Rimbaud par F.G. Maugarlone ( 3 / 3 )

Suite et fin du passage de l’ouvrage cité précedemment (pages 136-137)

Demeure ce paysage ensorcelé, l’Ardenne, et il y a Rimbaud-Ardenne comme il y a Vivaldi-Venise. Un paysage parlant, qui souffle la légende. Les dentelures de quartzite qui dominent Château-Regnault retracent la fuite des quatre fils Aymon sur leur cheval magique. L’âpreté intime du mont Malgré tout a renouvelé l’inspiration de George Sand, Malgré Tout, en quelque sorte la devise de la vie, bien conforme au génie de George Sand. C’est la Semoy elle-même qui demande à être reconnue en ses vaux étranges, tandis que salubre est le vent. Féminité incompréhensible et irrécusable des « dames de Meuse », Rimbaud ne peut y être insensible, lui pour qui le continent inaccessible n’est pas l’Afrique, ni l’Asie, mais le féminin. L’explorateur hors de pair a inscrit sur la carte un lieu inouï, le désert de l’amour. Il place la Femme à la distance astrale, métaphore de l’inconnu pour autant qu’il en faille une. La banalité lui est interdite. Le rêve réussit dans la mesure même où il échoue à réaliser le désir.

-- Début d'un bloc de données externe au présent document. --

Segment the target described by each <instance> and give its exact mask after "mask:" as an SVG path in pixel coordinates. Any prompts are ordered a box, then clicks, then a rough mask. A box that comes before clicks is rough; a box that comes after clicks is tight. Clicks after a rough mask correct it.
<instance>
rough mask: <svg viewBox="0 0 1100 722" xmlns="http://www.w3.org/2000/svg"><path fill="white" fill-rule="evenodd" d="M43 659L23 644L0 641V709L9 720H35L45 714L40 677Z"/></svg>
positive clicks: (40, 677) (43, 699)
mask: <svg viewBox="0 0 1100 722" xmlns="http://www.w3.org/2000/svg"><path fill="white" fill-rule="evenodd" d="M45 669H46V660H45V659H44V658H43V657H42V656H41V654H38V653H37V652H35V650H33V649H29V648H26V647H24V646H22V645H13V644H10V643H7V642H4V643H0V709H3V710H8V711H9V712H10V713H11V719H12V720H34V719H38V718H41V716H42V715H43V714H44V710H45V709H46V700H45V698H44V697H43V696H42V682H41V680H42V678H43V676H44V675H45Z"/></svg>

La place qu’il a refusée, il l’obtient dans les siècles, pour ne pas dire dans les cieux. Désastre et triomphe, Rimbaud comme le Christ: miracle du non-miracle. Quels sont ses derniers mots, ne me parlez pas d’Arthur Rimbaud, crie-t-il en un ultime défi. Rimbaud se grandit ultimement de son refus d’être Rimbaud. Ce renoncement n’est-il pas du saint, qui s’abstient de la prière sur l’ancien parapet. Ne reste-t-il de lui que ce cri? Ou encore ce rire amer, strident, qui s’exténue jusqu’à celui de l’idiot? L’ange ayant oublié son ordre de mission et n’étant pas parvenu à véritablement le reconstituer, reste le poète maudissant, qui nous apporte une sorte de bénédiction. Il n’a pas d’antécédents, mais il a des successeurs. Une aube se dessine quand les métaphores redeviennent des réalités. Tout ne fut peut-être que traversée.

Déchirante infortune, vis et laisse au feu l’obscure infortune, et libre soit cette infortune… Arrivée que jamais aucun départ ne pourra démentir. Déserteur de toujours, que nous retrouvons partout.